Hemophagocytic Lymphohistiocytosis (HLH): An Update
Manisha Madkaikar, Snehal Mhatre, Kanjaksha Ghosh and Sudhir GuptaAffiliation:
Department of Pediatric Immunology and Leukocyte Biology, National Institute of Immunohaematology (ICMR), 13th floor, Multistoreyed Building, KEM Campus, Parel, Mumbai-400 012, India.
Hemophagocytic lymphohistiocytosis (HLH) is a rare life-threatening disease of immune regulation, clinically characterized by prolonged fever, cytopenias and hepatosplenomegaly. Low or absent natural killer (NK) cell and CD8+ cytotoxic T lymphocyte (CTL) cytotoxicity is one of the hallmarks of HLH. This results in ineffective infection control leading to prolonged and excessive activation of antigen presenting cells (macrophages, histiocytes) and multisystem inflammation. HLH may occur as a primary (genetic) condition due to mutations in genes important in the pathway of granule mediated cytotoxicity or as a secondary condition wherein identical clinical findings may arise secondary to infectious, rheumatological, malignant, or metabolic conditions. Primary HLH is further divided into familial HLH (FHL), in which HLH is often the presenting clinical manifestation of disease, and other genetic causes in which HLH is one of several clinical manifestations. Five different forms of FHL have so far been described; Type 1 is due to yet unidentified gene defect located on chromosome nine. Type 2 is caused by mutations in the perforin (PRF1) gene (20-40% of all FHL cases), type 3 by mutations in the Munc- 13–4 (UNC13D) gene (20-25% of all FHL cases), type 4 by mutations in the syntaxin 11 (STX11) gene (14-21% of all FHL cases) and the recently described type 5 due to mutations in the gene encoding syntaxin binding protein 2 (STXBP-2). The incidence of the five types varies significantly in different ethnic groups.

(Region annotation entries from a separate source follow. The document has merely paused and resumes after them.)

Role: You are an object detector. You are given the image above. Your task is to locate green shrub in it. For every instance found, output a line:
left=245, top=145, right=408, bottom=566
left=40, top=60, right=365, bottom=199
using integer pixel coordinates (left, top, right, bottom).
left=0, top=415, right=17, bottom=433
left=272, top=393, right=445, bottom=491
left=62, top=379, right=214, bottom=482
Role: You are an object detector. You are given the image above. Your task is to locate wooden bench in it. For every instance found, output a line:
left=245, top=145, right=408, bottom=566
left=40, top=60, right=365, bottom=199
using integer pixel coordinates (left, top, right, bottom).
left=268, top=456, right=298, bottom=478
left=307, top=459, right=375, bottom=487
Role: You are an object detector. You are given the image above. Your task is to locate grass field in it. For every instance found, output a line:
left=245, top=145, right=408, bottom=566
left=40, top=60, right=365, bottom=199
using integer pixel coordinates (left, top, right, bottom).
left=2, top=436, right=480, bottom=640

Early diagnosis and initiation of immunosuppressive therapy is extremely important due to the life threatening nature of this disease. There is no single diagnostic test available for HLH and it is based on constellation of clinical manifestations and laboratory parameters which often overlap with those of severe infection and sepsis. Identification of patients with primary HLH and their underlying genetic defects require specialized laboratory tests and is important for predicting relapse and planning early therapeutic hematopoietic stem cell transplantation (HSCT). This review will focus on the pathophysiology of HLH with emphasis on FHL, clinical manifestations, diagnostic approach for rapid identification of genetic defects and important management issues.
Familial HLH (FHL), hemophagocytic lymphohistiocytosis (HLH), NK cells, pathophysiology.